What I think about

Daddy’s Little Girl

Cute

The phrase “daddy’s little girl” didn’t register internally until I was 5 feet away from my ex-girlfriend’s vagina, staring at hair that wasn’t hers. I was inside of a hospital room sitting down, listening to sounds of support from a few family and friends as my daughter nearly gave me a panic attack from not coming into the world on time.

Although it sounded like the doctor was saying “cornea”, the correct medical term was Meconium, which basically meant that my greedy ass offspring was eating the fluid and feces that would normally be stored in her intestines. The doctor made a decision to kick everyone out and proceed with a C-section in order to safely bring my child into this world. There could only be one person in the surgery room; it was either going to be me or her mom.

After a few seconds of staring at each other, the look on my face clearly saying, “Bitch you better not deny me the privilege of seeing my daughter’s birth,” the doctor promptly escorted Ms. Holmes to the waiting area.

No more than 3 minutes later, I was dressed in all blue scrubs with a light blue shower cap looking like I could’ve starred in the next episode of HOUSE. My mom snapped a quick picture of my sister and a nervous version of myself before I went to perform surgery.

Birth

The operating table was divided so that I was unable to see what was going on below her shoulders. Now, of course I was way too curious, so I snapped a few pictures of the gory procedure.

“Are you ok?” I asked her.

She just stared at me, clearly showing she had never been this high before. She slurred her words and mumbled something that I couldn’t understand but I nodded in agreement, doing my best to be calm and supportive. At one point, I thought about pulling up YouTube to play Salt-N-Peppa’s “Push It” but decided against it considering she couldn’t really feel anything and there was no need to push.

At this point, the doctors were extracting my daughter and asked if I wanted to see. Abso-fucking-lutely, I thought. This was that beautiful moment that everyone talked about; the moment that alters a man’s DNA and causes him to fully understand the word ‘beautiful’ on a deeper level.

That shit was a lie. It wasn’t beautiful at all. My daughter looked like some shit off a Sci-Fi movie and I instantly became confused and nauseous. For some reason, I imagined my daughter birth to be seven pounds, fourteen ounces of pure gold floating out of her mom’s stomach, possibly winking at me as if to say, “Hey Dad.” Unfortunately, that was not the case. It seemed like I witnessed a murder with my daughter covered in blood, still attached to her mom’s stomach.

“Would you like to cut the umbilical cord, Dad?” The doctor asked.

I couldn’t respond verbally. The only thing I was able to do was nod my head and grab the shears, hoping that it would be over soon. After separating the two of the them, I was directed towards the waiting area so they could both be cleaned. My family greeted me as if I had just ran through the ribbon at the marathon finish line and, although I was smiling, still a bit traumatized by what I saw.
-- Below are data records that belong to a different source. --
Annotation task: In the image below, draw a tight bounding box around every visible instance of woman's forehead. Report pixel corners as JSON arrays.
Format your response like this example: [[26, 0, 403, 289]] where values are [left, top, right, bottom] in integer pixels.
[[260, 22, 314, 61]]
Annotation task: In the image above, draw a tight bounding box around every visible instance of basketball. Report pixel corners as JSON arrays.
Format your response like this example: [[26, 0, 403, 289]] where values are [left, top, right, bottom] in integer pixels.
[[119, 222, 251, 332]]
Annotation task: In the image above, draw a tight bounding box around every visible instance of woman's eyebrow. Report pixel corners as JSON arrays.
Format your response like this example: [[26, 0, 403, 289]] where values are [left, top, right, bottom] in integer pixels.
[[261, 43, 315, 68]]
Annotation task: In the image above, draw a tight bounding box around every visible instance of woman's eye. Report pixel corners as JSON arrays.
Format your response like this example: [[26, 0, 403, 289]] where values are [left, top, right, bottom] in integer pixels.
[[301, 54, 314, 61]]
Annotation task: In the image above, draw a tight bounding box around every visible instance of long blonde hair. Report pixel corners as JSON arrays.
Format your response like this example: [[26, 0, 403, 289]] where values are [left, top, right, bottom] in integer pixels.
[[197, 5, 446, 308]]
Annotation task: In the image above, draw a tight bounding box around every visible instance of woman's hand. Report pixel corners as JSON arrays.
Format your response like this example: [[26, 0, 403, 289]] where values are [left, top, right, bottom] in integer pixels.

Twenty minutes later, I saw my daughter in the incubator, this time looking like an actual human being. Lil Ky

When we made eye contact for the first time, I understood that beautiful moment everyone spoke of. For those few seconds we were staring at each other, everything paused, everyone disappeared and I was in awe at the capability I had to create another person. I wondered what she was thinking and what world she was transported from. Surges of happiness spiked through my body as I thought of all of the moments we would share: her first words, her first steps, questions about sex and boys. Then I thought about the inevitable unhappiness she would have to experience: her first heartbreak, losing her virginity and understanding death. At that moment, I immediately felt an emotional charge go off inside of my body that seemed to rearrange my cells. It made me protective and caring in a way that I had never been before.

That moment was truly life changing. I stayed at the hospital for the next few days learning how to feed and swaddle my little girl and making sure her mom was safe. That was four years ago and I remember it like was yesterday. December 25, 2010 was the day I met the love of my life. Kyren Ann Marie Robinson.